AWS Infrastructure Compliance Audit System with AWS Config and Lambda

In this project, you will use AWS Config to monitor the configurations of various AWS resources (like EC2 instances, S3 buckets, IAM policies) for compliance with predefined rules. An AWS Lambda function will be used to send alerts or take action when resources are found to be non-compliant.

Step-by-Step Details:

Step 1: AWS Config Setup

Open AWS Config:

Navigate to the AWS Config console. You can find it by typing “Config” in the AWS services search bar.

Set Up AWS Config (if it’s your first time):

If you're using AWS Config for the first time, you'll be greeted with a setup page. Click on “Get started” to begin the setup process.

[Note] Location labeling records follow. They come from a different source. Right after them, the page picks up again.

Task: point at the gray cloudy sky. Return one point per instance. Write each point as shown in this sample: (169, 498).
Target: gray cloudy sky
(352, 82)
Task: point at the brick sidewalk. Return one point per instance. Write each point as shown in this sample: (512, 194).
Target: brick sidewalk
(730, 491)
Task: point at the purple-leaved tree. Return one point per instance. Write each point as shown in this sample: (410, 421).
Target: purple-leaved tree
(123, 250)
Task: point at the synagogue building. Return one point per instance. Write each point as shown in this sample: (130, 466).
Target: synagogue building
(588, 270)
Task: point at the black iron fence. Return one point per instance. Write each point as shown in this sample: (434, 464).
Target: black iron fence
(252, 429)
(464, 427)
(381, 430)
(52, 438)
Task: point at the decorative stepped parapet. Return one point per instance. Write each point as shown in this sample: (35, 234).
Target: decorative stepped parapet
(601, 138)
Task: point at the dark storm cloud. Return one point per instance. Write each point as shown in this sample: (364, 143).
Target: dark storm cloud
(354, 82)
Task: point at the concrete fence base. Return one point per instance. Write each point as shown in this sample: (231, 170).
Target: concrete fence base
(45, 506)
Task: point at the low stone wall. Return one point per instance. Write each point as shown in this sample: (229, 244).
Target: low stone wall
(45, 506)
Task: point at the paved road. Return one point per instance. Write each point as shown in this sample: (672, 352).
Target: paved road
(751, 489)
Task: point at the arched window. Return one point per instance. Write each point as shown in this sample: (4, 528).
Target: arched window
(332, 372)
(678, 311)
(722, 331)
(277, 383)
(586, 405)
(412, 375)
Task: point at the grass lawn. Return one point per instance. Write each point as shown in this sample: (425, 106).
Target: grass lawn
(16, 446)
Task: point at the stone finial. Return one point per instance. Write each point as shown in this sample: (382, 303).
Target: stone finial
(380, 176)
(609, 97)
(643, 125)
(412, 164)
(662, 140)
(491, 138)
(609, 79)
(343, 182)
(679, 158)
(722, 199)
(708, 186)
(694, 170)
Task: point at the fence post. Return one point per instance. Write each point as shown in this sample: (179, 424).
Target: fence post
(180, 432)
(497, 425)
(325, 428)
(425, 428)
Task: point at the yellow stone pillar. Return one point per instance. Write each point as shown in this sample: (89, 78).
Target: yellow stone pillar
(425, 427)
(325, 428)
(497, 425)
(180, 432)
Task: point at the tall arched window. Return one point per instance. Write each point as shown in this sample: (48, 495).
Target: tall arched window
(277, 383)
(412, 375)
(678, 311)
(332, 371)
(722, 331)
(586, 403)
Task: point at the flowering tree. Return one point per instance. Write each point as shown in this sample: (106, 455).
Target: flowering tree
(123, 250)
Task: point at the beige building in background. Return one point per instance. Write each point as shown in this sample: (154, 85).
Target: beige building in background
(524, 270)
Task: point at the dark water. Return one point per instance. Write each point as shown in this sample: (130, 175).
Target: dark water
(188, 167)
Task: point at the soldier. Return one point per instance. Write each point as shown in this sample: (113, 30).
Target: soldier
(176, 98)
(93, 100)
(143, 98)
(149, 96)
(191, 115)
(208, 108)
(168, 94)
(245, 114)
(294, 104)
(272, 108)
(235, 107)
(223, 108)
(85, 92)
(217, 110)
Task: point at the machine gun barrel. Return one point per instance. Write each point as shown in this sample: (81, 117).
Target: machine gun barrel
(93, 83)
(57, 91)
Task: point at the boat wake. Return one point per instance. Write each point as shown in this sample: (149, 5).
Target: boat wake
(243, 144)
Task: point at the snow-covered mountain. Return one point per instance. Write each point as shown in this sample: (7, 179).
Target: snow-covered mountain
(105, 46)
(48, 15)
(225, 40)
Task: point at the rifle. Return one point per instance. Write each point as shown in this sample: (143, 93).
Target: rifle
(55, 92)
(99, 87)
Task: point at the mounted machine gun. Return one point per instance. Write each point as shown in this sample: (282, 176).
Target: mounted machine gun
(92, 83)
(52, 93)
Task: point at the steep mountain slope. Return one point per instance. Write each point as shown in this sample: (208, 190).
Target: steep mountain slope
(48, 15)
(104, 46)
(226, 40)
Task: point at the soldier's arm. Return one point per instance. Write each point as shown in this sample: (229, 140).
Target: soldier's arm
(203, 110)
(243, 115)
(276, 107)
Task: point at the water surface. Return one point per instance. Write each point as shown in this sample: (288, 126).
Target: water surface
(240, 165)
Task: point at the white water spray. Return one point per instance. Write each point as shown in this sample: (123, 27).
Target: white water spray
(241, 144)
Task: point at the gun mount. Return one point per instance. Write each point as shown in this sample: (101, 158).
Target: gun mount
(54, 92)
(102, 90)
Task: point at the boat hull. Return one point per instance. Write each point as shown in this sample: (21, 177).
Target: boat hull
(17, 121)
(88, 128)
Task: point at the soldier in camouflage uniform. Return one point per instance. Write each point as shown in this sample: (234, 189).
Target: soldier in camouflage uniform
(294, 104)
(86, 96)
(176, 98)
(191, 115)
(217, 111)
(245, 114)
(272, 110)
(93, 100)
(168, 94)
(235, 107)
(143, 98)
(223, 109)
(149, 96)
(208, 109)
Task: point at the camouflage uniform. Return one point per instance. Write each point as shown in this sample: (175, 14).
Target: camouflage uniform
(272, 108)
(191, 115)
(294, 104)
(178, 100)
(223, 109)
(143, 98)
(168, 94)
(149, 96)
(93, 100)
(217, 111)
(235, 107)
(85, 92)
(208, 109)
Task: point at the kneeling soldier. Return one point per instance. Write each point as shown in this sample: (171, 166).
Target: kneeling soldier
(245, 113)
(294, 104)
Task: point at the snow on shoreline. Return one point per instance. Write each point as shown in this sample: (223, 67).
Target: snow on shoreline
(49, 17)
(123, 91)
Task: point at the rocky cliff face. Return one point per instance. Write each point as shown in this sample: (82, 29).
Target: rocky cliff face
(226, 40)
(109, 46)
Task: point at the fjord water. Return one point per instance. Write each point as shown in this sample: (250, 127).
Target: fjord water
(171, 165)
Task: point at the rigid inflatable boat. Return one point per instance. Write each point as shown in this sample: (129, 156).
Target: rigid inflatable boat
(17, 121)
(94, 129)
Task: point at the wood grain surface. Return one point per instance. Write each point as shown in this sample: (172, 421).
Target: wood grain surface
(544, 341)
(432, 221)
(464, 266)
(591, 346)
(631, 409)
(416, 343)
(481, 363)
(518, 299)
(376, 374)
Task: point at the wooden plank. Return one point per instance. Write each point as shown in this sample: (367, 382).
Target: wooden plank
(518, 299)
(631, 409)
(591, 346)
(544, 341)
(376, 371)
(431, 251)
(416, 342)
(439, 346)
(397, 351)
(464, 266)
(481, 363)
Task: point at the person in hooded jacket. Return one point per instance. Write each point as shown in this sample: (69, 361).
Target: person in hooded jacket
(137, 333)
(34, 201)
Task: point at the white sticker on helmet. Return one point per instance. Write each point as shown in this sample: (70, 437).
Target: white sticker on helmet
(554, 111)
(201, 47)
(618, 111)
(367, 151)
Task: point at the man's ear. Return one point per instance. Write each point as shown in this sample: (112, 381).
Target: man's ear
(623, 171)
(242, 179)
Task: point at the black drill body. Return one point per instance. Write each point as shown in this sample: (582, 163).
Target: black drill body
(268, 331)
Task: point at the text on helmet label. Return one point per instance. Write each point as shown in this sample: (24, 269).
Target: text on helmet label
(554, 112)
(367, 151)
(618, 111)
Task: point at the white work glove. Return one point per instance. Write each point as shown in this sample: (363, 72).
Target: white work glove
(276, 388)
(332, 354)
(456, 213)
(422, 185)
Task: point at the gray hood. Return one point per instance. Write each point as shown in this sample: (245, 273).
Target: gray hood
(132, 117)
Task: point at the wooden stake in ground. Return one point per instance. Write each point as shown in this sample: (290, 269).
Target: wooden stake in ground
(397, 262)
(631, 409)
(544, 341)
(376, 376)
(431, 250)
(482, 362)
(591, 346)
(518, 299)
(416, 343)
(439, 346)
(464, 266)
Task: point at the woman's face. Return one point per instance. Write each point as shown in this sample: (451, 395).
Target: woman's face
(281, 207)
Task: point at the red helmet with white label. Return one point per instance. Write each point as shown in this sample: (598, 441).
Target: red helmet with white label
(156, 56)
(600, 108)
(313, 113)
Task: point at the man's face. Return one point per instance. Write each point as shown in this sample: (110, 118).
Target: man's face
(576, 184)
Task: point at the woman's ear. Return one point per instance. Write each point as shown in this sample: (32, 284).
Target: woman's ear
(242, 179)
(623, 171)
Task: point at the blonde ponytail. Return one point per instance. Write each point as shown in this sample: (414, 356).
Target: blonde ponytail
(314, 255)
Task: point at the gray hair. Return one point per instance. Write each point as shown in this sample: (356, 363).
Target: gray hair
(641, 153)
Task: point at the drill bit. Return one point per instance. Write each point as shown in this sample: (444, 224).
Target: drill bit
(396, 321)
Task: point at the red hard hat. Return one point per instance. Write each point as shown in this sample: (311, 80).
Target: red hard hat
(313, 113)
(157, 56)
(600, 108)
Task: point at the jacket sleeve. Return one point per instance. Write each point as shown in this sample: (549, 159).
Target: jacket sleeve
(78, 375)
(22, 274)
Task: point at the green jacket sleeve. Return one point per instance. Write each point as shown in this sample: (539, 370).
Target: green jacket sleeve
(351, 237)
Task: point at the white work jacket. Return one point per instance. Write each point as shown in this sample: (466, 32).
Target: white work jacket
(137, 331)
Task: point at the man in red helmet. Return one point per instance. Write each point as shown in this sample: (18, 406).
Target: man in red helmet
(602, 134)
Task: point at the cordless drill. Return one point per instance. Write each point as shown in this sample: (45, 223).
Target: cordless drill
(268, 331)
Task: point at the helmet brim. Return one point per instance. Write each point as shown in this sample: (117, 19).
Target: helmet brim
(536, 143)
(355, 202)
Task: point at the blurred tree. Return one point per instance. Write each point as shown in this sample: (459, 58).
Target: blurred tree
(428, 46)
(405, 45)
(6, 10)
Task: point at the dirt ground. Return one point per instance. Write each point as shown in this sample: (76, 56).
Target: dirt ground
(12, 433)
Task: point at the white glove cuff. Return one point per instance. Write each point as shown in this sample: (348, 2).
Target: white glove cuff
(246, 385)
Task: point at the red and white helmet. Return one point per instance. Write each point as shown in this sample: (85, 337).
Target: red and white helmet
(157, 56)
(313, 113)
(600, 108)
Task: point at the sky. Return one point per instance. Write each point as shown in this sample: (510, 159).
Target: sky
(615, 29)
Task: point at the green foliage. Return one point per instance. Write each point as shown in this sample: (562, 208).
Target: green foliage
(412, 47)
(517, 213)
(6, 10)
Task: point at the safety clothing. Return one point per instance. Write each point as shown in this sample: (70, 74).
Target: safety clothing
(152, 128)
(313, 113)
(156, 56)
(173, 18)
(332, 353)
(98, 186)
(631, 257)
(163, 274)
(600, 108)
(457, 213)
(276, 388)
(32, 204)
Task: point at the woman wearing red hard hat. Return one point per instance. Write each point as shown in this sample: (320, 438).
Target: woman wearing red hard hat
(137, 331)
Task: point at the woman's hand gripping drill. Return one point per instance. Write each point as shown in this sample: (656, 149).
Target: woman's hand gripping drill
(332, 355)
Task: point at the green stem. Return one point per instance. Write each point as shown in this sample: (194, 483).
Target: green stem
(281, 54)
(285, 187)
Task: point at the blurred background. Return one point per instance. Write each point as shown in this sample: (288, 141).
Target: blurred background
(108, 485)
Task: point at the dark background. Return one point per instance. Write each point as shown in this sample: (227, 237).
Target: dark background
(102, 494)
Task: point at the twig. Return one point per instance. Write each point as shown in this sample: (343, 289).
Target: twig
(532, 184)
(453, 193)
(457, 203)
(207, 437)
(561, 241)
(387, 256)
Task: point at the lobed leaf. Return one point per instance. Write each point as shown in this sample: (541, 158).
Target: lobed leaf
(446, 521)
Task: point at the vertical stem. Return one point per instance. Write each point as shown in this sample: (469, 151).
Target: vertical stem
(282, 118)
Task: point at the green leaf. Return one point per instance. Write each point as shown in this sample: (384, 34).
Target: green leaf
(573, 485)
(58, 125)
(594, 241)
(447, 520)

Choose Resources to Record:

You can select specific types of resources (like EC2 instances, S3 buckets, IAM policies) or choose to record all resources in your AWS account. Decide based on what is relevant for your compliance needs.

Choose an IAM Role:

AWS Config requires an IAM role to record configuration changes. You can allow AWS Config to create a role on your behalf or select an existing role that has the necessary permissions.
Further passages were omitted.